Husband Vent
Let me just start by saying I love my husband. There’s no doubt about that.
But I feel myself growing increasingly bitter toward him since having our baby. I swear he acts like nothing changed and still does all the same things he did before the baby. Yes, he works. And he’s a hard worker. But when he’s home, he likes to watch TV, play ps4, etc. He’s taken hunting trips with his friends. He’s gone out to the bar even though I’ve told him I’m not ok some nights. I’ve asked him countless times to help me more and he will, but after a day or two, go back to doing his own thing. He loves our baby but I take care of all the responsibilities and I’m exhausted. I’m back to work full time as well and I’m EBF, so literally everything falls on me. Plus I have one of the babies who wakes every 1.5-2 hours at night still. He’ll take her for a half hour or so for me to shower, but then he’ll get “hot” or bored and give the baby back to me.

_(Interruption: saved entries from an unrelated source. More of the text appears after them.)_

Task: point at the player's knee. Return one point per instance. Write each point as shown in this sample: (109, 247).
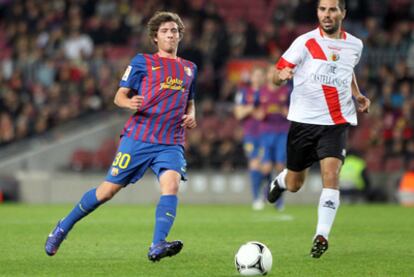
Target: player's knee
(295, 184)
(330, 179)
(106, 191)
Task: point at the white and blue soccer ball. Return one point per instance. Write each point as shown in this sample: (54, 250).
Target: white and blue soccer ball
(253, 258)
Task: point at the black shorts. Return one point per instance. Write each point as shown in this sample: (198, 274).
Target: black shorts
(309, 143)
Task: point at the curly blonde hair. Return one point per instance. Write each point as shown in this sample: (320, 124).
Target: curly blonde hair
(161, 17)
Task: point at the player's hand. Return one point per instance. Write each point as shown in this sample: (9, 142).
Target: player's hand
(363, 103)
(188, 121)
(135, 102)
(286, 74)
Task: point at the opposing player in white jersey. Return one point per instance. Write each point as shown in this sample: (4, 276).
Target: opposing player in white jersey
(321, 63)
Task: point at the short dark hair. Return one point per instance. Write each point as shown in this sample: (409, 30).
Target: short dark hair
(161, 17)
(341, 4)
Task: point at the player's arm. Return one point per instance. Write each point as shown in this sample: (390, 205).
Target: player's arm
(362, 101)
(123, 101)
(189, 119)
(282, 75)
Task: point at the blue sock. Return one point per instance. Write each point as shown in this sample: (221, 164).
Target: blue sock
(256, 179)
(164, 217)
(86, 205)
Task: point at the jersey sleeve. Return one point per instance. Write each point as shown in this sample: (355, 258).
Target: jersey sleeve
(359, 53)
(193, 84)
(134, 73)
(293, 56)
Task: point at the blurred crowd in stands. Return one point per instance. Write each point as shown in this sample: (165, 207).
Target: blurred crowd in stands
(63, 59)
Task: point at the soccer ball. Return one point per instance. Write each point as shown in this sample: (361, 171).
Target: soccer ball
(253, 258)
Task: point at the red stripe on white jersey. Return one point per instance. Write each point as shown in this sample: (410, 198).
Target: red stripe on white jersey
(282, 63)
(332, 99)
(315, 50)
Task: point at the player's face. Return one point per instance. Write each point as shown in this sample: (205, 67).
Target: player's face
(258, 77)
(168, 37)
(330, 16)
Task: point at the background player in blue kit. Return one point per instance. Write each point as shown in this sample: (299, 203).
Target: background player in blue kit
(160, 89)
(273, 127)
(247, 102)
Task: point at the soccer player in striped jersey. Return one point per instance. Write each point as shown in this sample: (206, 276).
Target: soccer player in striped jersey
(160, 89)
(321, 63)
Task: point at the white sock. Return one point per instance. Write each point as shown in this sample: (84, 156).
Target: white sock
(328, 205)
(281, 178)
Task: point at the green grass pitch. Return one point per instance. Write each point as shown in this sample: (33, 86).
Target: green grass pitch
(375, 240)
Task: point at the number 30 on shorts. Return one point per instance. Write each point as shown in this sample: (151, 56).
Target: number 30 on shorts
(122, 160)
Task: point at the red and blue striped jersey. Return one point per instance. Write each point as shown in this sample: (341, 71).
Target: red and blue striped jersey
(166, 85)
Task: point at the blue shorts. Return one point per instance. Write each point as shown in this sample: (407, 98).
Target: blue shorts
(251, 147)
(134, 157)
(274, 147)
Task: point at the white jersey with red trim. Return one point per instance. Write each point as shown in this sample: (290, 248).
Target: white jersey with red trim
(323, 70)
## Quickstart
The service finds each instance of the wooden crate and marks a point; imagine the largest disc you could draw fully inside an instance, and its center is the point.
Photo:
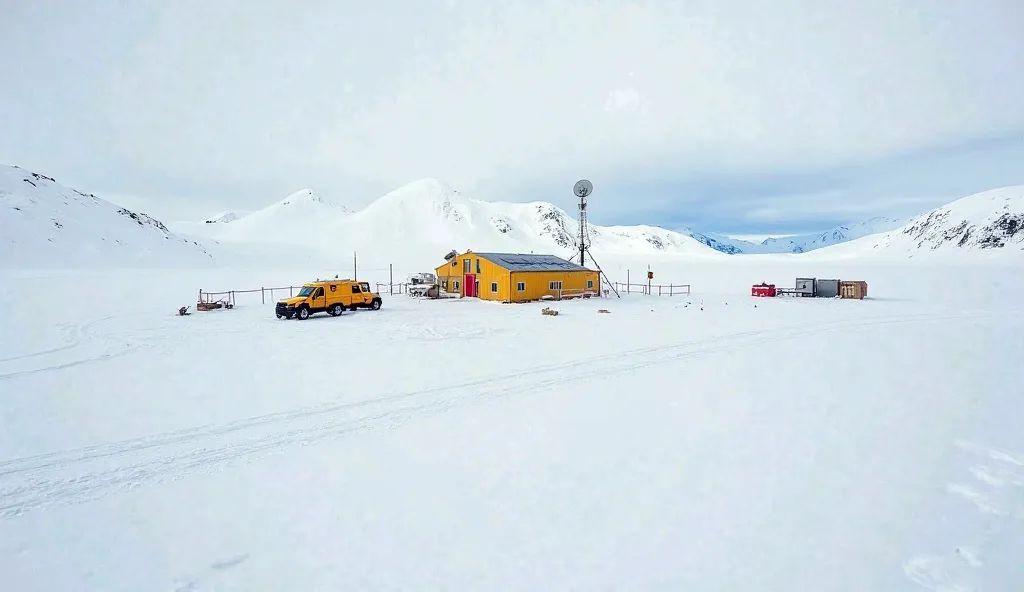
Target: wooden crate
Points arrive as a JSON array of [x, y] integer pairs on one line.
[[853, 289]]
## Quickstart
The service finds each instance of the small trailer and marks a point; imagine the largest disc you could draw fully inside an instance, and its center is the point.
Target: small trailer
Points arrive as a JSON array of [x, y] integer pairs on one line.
[[420, 284]]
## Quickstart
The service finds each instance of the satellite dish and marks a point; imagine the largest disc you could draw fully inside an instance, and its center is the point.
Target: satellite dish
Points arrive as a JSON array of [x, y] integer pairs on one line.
[[583, 188]]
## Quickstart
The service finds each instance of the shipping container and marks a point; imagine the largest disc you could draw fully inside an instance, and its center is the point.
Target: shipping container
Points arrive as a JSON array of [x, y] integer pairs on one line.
[[826, 288], [805, 286], [855, 290]]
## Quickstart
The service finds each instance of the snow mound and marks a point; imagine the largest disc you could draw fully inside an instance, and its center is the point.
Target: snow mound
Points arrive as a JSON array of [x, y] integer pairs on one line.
[[300, 213], [46, 224], [991, 221], [223, 217], [837, 236]]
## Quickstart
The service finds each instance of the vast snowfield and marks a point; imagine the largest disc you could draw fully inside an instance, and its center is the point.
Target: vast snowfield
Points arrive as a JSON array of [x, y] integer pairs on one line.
[[715, 441]]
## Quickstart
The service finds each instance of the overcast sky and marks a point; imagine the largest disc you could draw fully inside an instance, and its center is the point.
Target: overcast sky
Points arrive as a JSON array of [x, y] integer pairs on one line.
[[726, 115]]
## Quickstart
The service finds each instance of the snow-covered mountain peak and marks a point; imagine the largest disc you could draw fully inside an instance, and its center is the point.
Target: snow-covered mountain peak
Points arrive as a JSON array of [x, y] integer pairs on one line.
[[223, 217], [987, 220], [48, 224], [991, 220], [305, 198], [428, 197]]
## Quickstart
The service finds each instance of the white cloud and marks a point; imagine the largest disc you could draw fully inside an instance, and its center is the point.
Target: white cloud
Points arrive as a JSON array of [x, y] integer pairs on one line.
[[480, 92]]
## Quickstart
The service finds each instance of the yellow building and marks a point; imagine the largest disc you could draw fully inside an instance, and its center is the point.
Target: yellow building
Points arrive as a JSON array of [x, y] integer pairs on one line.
[[515, 277]]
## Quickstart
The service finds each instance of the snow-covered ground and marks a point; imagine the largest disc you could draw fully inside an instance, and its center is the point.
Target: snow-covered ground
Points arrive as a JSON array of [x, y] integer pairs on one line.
[[706, 442]]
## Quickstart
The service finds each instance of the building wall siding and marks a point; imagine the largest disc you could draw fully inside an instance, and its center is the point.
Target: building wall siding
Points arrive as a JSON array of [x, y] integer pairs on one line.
[[536, 284]]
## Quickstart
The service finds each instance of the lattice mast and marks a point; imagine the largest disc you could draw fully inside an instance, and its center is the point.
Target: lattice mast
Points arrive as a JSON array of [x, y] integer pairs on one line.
[[582, 189]]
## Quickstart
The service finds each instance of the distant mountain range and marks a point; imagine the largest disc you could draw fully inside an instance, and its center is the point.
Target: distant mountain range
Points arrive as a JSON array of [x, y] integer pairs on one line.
[[47, 223]]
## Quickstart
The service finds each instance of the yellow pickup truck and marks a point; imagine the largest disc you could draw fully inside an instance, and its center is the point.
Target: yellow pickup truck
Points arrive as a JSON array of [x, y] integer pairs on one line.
[[332, 296]]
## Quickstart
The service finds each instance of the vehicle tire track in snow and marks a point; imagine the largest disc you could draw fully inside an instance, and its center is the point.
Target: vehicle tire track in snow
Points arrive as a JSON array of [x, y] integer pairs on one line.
[[80, 334], [7, 467], [87, 473], [997, 493]]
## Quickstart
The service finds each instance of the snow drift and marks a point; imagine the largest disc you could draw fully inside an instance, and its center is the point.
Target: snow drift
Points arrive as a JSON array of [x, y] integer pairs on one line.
[[46, 224]]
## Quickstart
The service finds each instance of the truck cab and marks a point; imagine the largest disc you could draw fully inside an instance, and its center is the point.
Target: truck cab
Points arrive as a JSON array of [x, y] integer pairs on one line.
[[332, 297]]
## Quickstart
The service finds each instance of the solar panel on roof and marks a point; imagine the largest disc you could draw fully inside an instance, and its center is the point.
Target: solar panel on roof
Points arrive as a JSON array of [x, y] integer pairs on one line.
[[531, 262]]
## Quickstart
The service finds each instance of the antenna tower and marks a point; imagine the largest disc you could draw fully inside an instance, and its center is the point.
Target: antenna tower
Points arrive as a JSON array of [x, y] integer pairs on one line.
[[582, 189]]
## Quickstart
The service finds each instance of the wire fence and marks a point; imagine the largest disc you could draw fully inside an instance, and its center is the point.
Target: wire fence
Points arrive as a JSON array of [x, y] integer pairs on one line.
[[272, 294], [264, 294], [654, 289]]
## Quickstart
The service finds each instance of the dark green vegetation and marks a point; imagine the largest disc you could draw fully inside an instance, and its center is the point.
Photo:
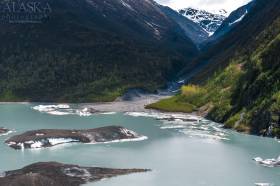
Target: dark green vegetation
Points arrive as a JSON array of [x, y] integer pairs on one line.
[[244, 93], [91, 50]]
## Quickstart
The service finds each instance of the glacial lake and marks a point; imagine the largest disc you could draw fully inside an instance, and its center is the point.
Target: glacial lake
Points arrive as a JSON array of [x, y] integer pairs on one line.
[[180, 153]]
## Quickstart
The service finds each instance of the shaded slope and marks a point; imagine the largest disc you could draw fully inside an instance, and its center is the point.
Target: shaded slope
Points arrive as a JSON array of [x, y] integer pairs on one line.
[[90, 50]]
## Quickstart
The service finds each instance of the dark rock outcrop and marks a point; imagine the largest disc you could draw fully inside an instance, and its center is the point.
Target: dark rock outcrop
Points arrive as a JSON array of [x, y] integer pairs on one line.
[[52, 137], [3, 130], [57, 174]]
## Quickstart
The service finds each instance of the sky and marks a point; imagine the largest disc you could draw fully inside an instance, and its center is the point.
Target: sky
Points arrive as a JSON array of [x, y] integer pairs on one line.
[[210, 5]]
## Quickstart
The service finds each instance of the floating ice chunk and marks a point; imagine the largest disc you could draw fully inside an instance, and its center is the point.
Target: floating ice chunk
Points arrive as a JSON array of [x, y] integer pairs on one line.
[[268, 162], [142, 138], [58, 113], [49, 108], [40, 134], [263, 184], [37, 144], [2, 174]]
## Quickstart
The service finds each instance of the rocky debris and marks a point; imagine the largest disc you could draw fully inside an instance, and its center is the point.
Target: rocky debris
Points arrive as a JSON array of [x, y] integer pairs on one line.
[[57, 174], [3, 130], [51, 137]]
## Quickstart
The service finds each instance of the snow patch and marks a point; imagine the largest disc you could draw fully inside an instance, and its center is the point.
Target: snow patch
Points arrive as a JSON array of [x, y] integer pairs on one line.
[[126, 5], [240, 19]]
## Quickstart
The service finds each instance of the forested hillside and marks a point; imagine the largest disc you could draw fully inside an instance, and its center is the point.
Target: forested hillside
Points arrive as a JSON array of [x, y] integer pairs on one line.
[[90, 50], [245, 95]]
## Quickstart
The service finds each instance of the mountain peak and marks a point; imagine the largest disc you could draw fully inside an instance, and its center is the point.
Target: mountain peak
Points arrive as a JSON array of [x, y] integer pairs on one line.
[[209, 21]]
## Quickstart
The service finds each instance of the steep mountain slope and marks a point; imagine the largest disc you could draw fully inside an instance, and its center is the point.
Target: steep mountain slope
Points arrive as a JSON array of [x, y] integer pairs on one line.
[[239, 40], [90, 50], [195, 32], [231, 21], [244, 93], [208, 21]]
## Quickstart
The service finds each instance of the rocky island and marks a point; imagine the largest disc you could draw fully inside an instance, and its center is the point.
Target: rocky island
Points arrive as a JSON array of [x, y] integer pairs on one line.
[[57, 174], [51, 137]]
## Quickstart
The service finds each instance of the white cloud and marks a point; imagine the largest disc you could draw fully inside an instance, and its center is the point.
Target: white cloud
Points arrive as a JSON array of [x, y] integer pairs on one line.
[[210, 5]]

This week he started bringing up the idea of having another baby. I told him we need to wait because I’m not totally healed and frankly, I can’t raise 3 kids alone (we have a 4 year old.)
He also makes little comments about how he wants to sleep in (which he already does!) Comments about how I should have dinner made. Comments about the housework. I’m growing to really despise this. They feel like little daggers at me.